Taiwan and the US have inked a six-year, NT$1.36 billion (US$45.01 million) contract for ammunition and parts for Apache and Black Hawk helicopters, the Ministry of National Defense said in a notice.
The army and the American Institute in Taiwan signed the deal for weapons, ammunition and parts to be implemented from last month to December 2028, according to the contract notice published on Friday last week.
The contract came amid Western media reports that China’s military drills in waters around Taiwan spurred US President Joe Biden to increase military aid to the nation.
Photo: EPA-EFE
The agreement was part of a US-driven effort to address fears that Taiwanese defenses could be crippled by a Chinese blockade on military materiel, energy and other resources, a defense official told the Chinese-language Liberty Times (sister paper of the Taipei Times) on condition of anonymity.
The contract is meant to ensure that the army’s helicopters would have enough ammunition and spare components to fight if the country were to be surrounded, the source said.
Taipei and Washington are working toward similar deals for other weapons platforms to augment services across all sectors of the armed forces, the person said.

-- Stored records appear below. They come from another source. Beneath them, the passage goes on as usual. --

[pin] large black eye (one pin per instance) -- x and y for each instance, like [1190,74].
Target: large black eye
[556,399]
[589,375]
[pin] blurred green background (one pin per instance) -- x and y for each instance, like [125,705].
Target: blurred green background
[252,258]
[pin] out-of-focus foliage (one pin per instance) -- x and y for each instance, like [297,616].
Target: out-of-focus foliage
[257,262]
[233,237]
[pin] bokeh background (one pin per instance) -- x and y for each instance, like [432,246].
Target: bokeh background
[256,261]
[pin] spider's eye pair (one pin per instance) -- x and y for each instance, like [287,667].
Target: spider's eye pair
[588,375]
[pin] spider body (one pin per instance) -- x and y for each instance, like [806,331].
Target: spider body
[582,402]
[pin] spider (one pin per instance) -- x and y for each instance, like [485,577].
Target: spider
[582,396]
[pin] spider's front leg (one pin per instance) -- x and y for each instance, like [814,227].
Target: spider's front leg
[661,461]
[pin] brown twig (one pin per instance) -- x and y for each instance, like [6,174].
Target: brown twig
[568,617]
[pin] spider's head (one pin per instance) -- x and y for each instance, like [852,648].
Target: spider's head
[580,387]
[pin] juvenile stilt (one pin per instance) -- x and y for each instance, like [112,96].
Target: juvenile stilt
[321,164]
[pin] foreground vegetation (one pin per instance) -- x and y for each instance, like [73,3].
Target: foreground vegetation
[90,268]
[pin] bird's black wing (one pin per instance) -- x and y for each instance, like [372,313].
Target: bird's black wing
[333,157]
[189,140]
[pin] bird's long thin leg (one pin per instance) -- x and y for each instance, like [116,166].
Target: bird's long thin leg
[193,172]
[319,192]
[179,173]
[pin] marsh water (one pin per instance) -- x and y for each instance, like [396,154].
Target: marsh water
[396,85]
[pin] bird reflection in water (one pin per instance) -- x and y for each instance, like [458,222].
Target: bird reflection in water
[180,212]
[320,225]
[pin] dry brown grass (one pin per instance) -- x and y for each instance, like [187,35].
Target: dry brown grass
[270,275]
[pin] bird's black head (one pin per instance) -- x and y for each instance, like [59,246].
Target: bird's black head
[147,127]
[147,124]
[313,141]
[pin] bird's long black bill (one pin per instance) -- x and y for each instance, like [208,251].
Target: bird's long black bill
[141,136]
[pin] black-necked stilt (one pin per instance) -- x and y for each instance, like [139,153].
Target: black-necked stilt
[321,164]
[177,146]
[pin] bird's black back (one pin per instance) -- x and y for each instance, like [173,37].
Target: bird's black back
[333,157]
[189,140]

These deals would furnish parts and ammunition for the army’s armored, artillery and missile forces, along with the navy’s principal surface combatants, and the air force’s warplanes and defense units, the source said.
Separately, the defense ministry asked the public to support an increase in military spending included in next year’s proposed general budget, saying that it needs the funds to obtain warships and aircraft, and develop asymmetric warfare capabilities while covering personnel costs.

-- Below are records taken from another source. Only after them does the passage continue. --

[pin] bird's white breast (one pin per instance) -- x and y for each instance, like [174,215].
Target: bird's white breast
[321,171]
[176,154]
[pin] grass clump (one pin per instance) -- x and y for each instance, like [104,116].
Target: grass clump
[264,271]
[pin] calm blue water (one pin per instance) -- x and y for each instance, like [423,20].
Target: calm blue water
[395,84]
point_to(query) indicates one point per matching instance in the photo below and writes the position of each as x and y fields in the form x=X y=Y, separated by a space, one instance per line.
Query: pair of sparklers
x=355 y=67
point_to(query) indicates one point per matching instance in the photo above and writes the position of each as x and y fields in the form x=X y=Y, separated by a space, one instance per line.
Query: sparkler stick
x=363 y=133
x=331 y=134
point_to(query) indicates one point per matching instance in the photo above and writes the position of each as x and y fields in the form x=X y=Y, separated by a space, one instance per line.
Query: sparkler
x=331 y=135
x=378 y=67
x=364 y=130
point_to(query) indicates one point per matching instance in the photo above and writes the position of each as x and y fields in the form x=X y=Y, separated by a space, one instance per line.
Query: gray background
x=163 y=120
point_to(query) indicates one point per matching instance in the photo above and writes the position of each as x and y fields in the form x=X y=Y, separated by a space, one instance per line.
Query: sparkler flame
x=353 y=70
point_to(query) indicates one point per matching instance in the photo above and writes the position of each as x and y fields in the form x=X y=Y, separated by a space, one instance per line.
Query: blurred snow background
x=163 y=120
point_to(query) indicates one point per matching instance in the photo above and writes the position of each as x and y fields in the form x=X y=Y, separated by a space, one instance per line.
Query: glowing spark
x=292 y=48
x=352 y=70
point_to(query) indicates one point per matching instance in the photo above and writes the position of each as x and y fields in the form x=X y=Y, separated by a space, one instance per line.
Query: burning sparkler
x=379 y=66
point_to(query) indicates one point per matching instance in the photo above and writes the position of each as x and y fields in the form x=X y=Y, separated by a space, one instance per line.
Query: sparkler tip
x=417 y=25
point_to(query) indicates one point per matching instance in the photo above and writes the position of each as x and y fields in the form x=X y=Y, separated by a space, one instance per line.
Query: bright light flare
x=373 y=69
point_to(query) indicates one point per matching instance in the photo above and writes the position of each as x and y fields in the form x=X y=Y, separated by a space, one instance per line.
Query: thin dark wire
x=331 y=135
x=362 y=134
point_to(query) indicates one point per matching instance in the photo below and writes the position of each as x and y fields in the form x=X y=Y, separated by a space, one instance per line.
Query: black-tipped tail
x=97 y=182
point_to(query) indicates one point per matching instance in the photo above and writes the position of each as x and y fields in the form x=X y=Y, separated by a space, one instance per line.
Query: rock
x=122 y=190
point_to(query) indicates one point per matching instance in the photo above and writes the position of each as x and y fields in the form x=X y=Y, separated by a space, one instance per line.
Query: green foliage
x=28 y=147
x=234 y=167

China’s military drills have put Washington on edge, but not enough to spur an immediate increase in weapons sales to Taiwan, Reuters reported.
The White House and US lawmakers have said that some legislative items favorable to Taiwan could be announced in the coming weeks or months.
However, the focus at present is on sustaining Taiwan’s military and fulfilling existing orders, rather than offering new capabilities that would likely intensify tensions with China, three sources said on the condition of anonymity.
“I think there will be an attempt to push stuff to Taiwan, and not just weapons. Supplies, should there — God forbid — be an embargo. More munitions. Lower-level stuff,” one source familiar with US arms sales said.
Such approvals could be announced as soon as next month, the sources said, adding that they would demonstrate that Beijing’s blockade-style drills following US House of Representatives Speaker Nancy Pelosi’s visit earlier this month have not shaken US support.
Critics of the administration’s approach have said those drills should be a wake-up call to encourage Washington to do more for Taiwan.
A blockade would challenge one of the core tenets of the US’ Taiwan Relations Act, which defines such action as a threat to security in the western Pacific.
Defense sales would be designed to meet “the evolving security circumstances that Taiwan faces,” US National Security Council Indo-Pacific Coordinator Kurt Campbell said.
Invasion and blockade scenarios “are indeed taken into our calculus, and you will see that going forward,” he said.
Washington has since 2017 approved more than US$18 billion in arms sales to Taiwan, but new approvals have slowed since Biden’s election in 2020, amid delivery backlogs and reports of disagreement between Washington and Taipei over what Taiwan needs.
Representative to the US Hsiao Bi-khim (蕭美琴) last week said that following China’s drills, there was still a “practice of continuing arms sales.”
“I think what we are trying to do is ensure that these are regularized, normalized processes,” Hsiao said.
“In earlier years they would put big packages together, wait a few years to make a big announcement. That’s no longer the practice. Our requests are reviewed on a case-by-case basis, and we will proceed as such,” she said.
Bonnie Glaser, a Taiwan expert at the German Marshall Fund of the US, said that Taiwan’s priority appears to be securing deliveries of a substantial backlog of prior arms sales requests.
Those include hundreds of shoulder-fired Stinger anti-aircraft missiles and Harpoon anti-ship missile launchers, the latter deal set for a December 2028 completion, Pentagon contracting data showed.
Taiwan signaled in May that it had abandoned a plan to buy advanced new multi-mission helicopters from the US, saying they were too expensive, although local media reported that Washington rejected the sale.
The US was never keen to sell the MH-60R helicopters to Taiwan, assuming they would be quickly destroyed in a conflict with China, people familiar with the matter said.